12-Arkadaşça

5.7K 433 505
                                    


Hafta sonuna veda etmişti ve uykusuz bir pazartesi sabahında boş boş halı desenlerini inceliyordu. Mete'nin tüm gün ona hiçbir şey yaşanmamış gibi davranması iki de bir kanka demesi o kadar çok canını sıkmıştı ki, düşünmekten gözüne uyku girmemişti.

Evet, çok fazla düşünüyordu. Bundan kurtulması gerekse de yapamıyordu, taktı mı takıyordu işte.

Homurdanarak, eve ilk geldiğinde çıkardığı kıyafetlerini giymeye başladı. Okula yeni gelmiş olmasını bahane ederek forma giymiyordu ve giymeye de niyeti yoktu.

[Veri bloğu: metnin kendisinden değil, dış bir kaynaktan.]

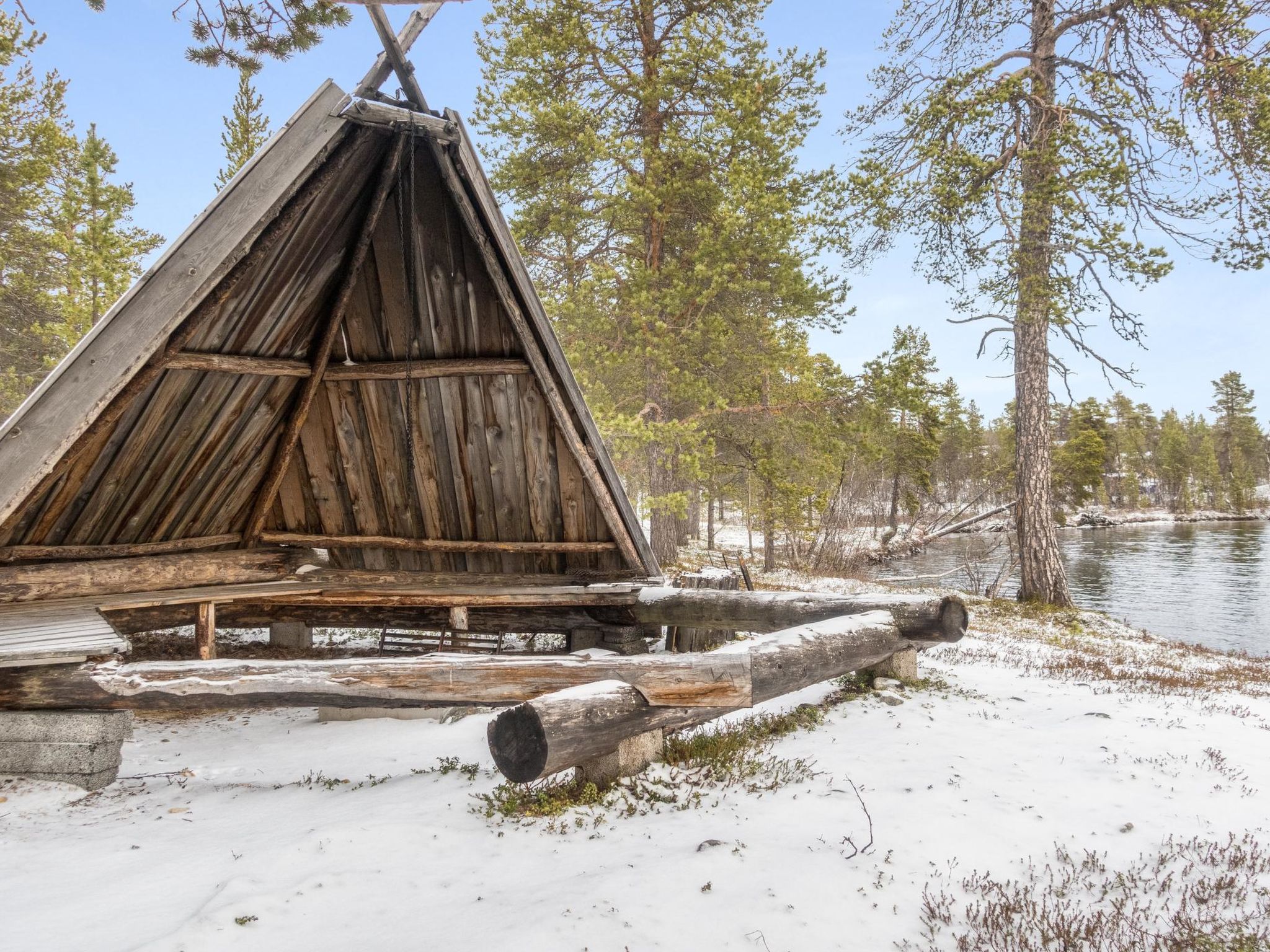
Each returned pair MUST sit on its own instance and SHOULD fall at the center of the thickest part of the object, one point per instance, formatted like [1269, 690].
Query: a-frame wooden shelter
[335, 398]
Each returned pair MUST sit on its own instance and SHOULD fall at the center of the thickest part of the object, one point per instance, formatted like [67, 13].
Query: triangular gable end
[345, 352]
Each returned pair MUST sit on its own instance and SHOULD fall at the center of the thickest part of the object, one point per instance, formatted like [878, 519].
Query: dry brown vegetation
[1071, 645]
[1192, 895]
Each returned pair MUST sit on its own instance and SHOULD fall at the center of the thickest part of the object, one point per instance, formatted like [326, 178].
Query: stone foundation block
[902, 666]
[68, 747]
[291, 635]
[633, 756]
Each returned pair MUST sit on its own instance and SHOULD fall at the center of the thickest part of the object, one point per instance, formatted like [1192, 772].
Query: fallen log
[253, 615]
[917, 617]
[158, 573]
[557, 731]
[681, 681]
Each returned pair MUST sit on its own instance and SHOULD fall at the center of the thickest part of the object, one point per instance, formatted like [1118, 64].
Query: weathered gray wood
[429, 545]
[414, 24]
[403, 68]
[426, 369]
[13, 553]
[205, 631]
[122, 342]
[557, 731]
[473, 173]
[322, 352]
[254, 615]
[505, 679]
[584, 454]
[373, 113]
[923, 617]
[97, 579]
[239, 363]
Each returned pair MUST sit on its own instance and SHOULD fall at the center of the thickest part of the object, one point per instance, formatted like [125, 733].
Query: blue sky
[163, 116]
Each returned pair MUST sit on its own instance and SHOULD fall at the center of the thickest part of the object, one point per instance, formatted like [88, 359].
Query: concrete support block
[582, 639]
[68, 747]
[901, 666]
[291, 635]
[633, 756]
[625, 640]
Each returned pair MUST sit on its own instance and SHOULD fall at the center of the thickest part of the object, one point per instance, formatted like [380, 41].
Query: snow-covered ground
[1039, 734]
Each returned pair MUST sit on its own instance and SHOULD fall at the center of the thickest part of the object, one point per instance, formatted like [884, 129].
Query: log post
[205, 631]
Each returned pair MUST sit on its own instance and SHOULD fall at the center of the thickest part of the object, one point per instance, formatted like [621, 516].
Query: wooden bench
[422, 643]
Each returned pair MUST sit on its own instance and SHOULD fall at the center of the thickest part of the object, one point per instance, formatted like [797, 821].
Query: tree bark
[557, 731]
[1041, 564]
[917, 617]
[710, 679]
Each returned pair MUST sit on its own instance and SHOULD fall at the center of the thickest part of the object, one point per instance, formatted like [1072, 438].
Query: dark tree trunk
[1041, 564]
[769, 530]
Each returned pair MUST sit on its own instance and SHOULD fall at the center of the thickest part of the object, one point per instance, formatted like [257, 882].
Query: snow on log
[107, 576]
[680, 681]
[562, 730]
[918, 617]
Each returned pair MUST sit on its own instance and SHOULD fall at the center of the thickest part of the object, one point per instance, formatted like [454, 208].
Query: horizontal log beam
[370, 112]
[13, 553]
[918, 617]
[144, 574]
[238, 615]
[371, 369]
[427, 545]
[681, 681]
[557, 731]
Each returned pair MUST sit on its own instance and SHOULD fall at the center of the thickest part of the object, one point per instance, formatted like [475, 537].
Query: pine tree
[1240, 442]
[35, 134]
[651, 152]
[1037, 149]
[100, 249]
[908, 412]
[1080, 462]
[247, 128]
[1174, 462]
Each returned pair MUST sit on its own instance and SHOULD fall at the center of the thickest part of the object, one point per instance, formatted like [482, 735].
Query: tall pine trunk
[1041, 565]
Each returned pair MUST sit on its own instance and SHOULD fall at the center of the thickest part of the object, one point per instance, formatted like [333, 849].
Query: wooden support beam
[562, 730]
[253, 615]
[239, 363]
[154, 573]
[561, 413]
[678, 681]
[75, 462]
[14, 553]
[402, 66]
[205, 631]
[427, 545]
[424, 369]
[371, 369]
[918, 617]
[414, 24]
[290, 438]
[371, 112]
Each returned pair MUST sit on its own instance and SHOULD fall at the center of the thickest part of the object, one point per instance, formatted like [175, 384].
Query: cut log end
[518, 743]
[954, 619]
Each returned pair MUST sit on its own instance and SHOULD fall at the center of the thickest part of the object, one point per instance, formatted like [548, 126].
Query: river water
[1206, 583]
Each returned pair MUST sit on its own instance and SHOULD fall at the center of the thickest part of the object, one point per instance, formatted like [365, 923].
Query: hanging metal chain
[407, 235]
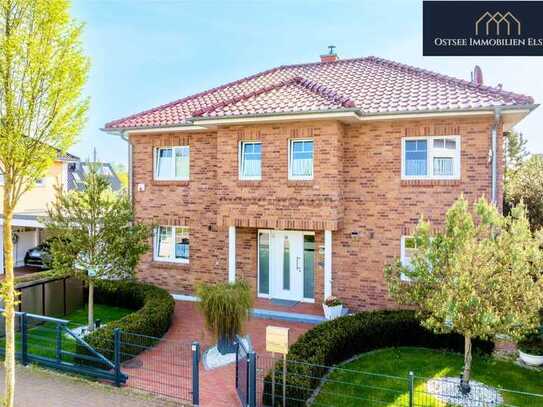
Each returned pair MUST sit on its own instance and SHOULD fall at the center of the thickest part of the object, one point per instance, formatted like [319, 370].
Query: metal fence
[159, 366]
[155, 365]
[51, 343]
[327, 386]
[51, 296]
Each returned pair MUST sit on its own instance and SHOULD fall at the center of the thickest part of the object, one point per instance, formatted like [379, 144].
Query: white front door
[286, 265]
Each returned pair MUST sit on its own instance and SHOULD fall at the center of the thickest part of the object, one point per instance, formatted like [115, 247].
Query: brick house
[306, 180]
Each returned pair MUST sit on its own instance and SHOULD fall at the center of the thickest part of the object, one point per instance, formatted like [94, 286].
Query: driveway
[38, 387]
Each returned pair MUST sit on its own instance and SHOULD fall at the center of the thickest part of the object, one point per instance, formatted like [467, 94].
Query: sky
[146, 53]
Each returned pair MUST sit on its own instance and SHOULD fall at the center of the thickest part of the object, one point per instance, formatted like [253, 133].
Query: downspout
[494, 141]
[126, 138]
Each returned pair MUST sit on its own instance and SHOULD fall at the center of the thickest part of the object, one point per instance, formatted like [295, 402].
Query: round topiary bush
[338, 340]
[154, 310]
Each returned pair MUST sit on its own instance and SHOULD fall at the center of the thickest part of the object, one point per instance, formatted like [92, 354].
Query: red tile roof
[369, 85]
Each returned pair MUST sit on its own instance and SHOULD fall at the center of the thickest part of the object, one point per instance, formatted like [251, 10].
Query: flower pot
[531, 360]
[225, 345]
[332, 312]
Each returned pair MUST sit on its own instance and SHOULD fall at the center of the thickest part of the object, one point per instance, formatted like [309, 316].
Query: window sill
[170, 182]
[430, 182]
[169, 264]
[300, 183]
[249, 183]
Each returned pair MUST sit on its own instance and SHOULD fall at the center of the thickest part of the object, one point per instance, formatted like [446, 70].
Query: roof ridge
[190, 97]
[326, 92]
[312, 86]
[448, 78]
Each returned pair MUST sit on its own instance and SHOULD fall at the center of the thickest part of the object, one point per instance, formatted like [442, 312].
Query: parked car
[39, 256]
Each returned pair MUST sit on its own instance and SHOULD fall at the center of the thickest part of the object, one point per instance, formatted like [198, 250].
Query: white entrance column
[327, 263]
[231, 254]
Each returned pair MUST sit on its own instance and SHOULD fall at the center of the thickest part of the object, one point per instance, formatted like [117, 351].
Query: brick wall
[356, 188]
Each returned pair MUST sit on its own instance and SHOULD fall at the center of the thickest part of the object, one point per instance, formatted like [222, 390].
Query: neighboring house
[306, 180]
[27, 228]
[77, 172]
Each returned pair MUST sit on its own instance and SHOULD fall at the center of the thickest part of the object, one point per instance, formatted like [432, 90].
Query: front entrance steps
[287, 316]
[302, 312]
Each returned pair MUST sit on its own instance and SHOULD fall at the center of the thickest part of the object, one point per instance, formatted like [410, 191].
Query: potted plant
[226, 308]
[531, 350]
[333, 308]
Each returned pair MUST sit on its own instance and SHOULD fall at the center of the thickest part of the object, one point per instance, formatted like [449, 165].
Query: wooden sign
[277, 339]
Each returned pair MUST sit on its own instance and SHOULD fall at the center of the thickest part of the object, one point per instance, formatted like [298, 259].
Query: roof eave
[199, 124]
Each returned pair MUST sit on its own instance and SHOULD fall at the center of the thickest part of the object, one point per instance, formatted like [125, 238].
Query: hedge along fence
[335, 341]
[153, 316]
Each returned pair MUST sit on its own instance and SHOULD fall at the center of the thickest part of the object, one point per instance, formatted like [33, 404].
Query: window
[300, 165]
[172, 163]
[172, 244]
[431, 158]
[250, 164]
[408, 250]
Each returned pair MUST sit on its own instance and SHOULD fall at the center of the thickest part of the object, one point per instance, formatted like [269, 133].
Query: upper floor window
[250, 164]
[172, 244]
[172, 163]
[300, 165]
[431, 158]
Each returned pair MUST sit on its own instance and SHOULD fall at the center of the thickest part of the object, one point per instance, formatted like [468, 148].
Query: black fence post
[411, 385]
[59, 343]
[24, 339]
[195, 374]
[117, 355]
[252, 379]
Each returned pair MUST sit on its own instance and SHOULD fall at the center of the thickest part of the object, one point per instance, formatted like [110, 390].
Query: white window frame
[435, 152]
[173, 177]
[290, 159]
[171, 258]
[241, 158]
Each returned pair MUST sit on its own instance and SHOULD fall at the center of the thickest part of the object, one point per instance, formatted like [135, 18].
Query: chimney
[477, 76]
[331, 56]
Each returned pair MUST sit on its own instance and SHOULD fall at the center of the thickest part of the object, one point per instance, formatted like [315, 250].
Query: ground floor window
[171, 243]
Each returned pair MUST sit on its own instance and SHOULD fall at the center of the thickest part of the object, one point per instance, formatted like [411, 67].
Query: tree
[42, 73]
[94, 235]
[479, 276]
[526, 185]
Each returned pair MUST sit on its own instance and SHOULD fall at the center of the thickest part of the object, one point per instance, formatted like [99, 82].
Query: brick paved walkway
[39, 388]
[217, 386]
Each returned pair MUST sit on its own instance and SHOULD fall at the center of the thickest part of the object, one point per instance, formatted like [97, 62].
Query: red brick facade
[356, 192]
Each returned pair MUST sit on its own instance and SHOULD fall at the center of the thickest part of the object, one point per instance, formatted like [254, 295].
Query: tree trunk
[9, 297]
[467, 359]
[90, 326]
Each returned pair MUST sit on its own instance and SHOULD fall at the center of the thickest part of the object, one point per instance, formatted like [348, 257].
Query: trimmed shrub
[338, 340]
[155, 307]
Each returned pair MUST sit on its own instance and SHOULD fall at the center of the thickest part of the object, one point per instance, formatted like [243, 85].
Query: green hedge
[335, 341]
[155, 307]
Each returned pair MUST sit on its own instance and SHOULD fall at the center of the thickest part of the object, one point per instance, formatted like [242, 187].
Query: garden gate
[156, 365]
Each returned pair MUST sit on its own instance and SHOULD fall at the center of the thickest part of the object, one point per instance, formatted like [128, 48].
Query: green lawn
[42, 338]
[350, 387]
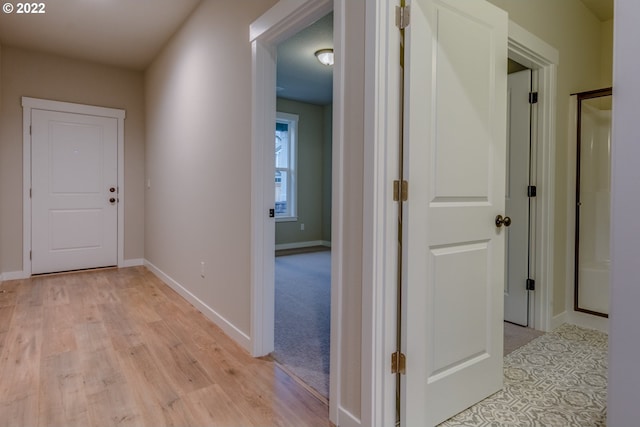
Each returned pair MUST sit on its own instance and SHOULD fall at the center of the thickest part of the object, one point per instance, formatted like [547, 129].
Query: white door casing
[455, 116]
[516, 295]
[68, 227]
[74, 200]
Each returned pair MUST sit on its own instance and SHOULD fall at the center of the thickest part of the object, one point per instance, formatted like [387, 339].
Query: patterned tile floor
[558, 379]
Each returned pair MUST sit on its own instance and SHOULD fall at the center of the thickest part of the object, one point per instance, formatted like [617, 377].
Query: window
[285, 179]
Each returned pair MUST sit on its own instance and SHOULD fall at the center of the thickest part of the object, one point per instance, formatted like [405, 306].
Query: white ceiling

Kıyafetlerini giydikten sonra uykusunun açılması için yüzünü yıkamaya karar verip lavaboya girdi. Musluğun yanına gittiğinde yerdeki ıslaklığa basıp çorabını ıslatmıştı. Süper(!)

Yüzüne arka arkaya soğuk suyu çarptıktan sonra ıslak yüzünü aynada incelemeye başladı. Birkaç gündür uyuyabildiği için hafifleyen göz altı morlukları, uyuyamadığı için yerini geri almıştı. Alnına yapışmış ıslak saçlarını eliyle karıştırarak alnından uzaklaştırdı. Yüzünü kurulamak için havlu arayışına girdi fakat ortalıkta havlu falan gözükmüyordu. 'Öğrenci evi işte ne beklenir ki?' dedi içinden. Aynayla olan bakışmasını kesmek üzereyken, kapı sert bir şekilde açıldı ve Mete gözleri yarı kapalı bir şekilde içeri girdi.

Aynadan Mete'yi görünce içine yayılan garip his dalgasının nedenini sadece iç çamaşırı ile oluşuna yordu. Siyah renkte bir boxer dışında vücudunun hiçbir yerinde kumaş parçası yoktu. Kıvırcık saçları kabarmıştı ve bukleleri karışık bir şekilde alnına düşüyordu. Vücudu o kadar düzgündü ki, gözlerini çekemiyordu. Onu aynadan izliyor oluşunun verdiği rahatlıkla vücudunu incelemeye koyuldu. Buğday rengindeki teni dokunulmak için yaratılmış olmalıydı. Hafif göğüs ve karın kasına sahipti. Omuz kısmı genişti fakat vücudu bele doğru inceliyordu. Gövdesinde ki tek kıllı kısım, göbek deliğinin altından başlayıp iç çamaşırının içinde kaybolan çizgiydi. Ve önündeki kabarıklık dikkatinin çok farklı yönlere çekilmesine neden oluyordu. Ağzının suyu aka aka aynadaki yansımasına olan bakışlarını, Mete'nin çatallaşmış sesi bölmüştü.

Ah, onu böyle saatlerce izleyebilirdi. Bir heykeltıraşın elinden çıkmış kusursuz bir heykel gibiydi.

"Ha..." dedi saçlarını önünden çekip yarı kapalı gözlerini açmaya çalışarak. "Sen mi vardın ya?"

"Çıkıyorum." dedi Uzay kapıya doğru ayaklandığı sırada.

Mete, yarım yamalak bir şeyler homurdanmıştı ama Uzay ona pek kulak asmadı. Yeni uyandığında aptal gibi olduğunu birkaç gündür çok net anlayabilmişti. Lavabodan çıkıp kapıyı kapattı. Pantolonunu zorlayan erkekliğini fark ettiğinde kendine bildiği tüm küfürleri savurdu. Fakat Mete'nin vücudu gözünün önünden gitmiyorken alt tarafındaki uvzunu kontrol etmesi çok güç bir eylemdi. Salona girip kendini koltuğa attı ve koltuğun üzerindeki ufak yastığı kucağına aldı. Mete'nin önündeki kabarıklığı fark etmesi isteyeceği son şeydi, bu nedenle yastık kamuflajı oluyordu.

Yarım saattir Mete'nin hazırlanmasını bekliyordu ve beklemekten sıkıldığı için ayağa kalkıp kapıya doğru ilerledi. Sesli bir şekilde kapıyı açtığında, Mete aceleyle odasından çıktı. Yarım giydiği pantolonunu hızla çekerken konuşmaya başladı.

"Oğlum nereye? Beklesene."

Uzay, karşısındaki gencin üzerini inceledikten sonra ona doğru yaklaşıp aralarındaki mesafeyi sadece bir adıma indirdi. Gömleğinin düğmelerini yavaşça açmaya başladığında gözlerini mavilerden ayırmıyordu. Mete, afallamış bir şekilde Uzay'a bakarken yanaklarının kızarmasına engel olamadı.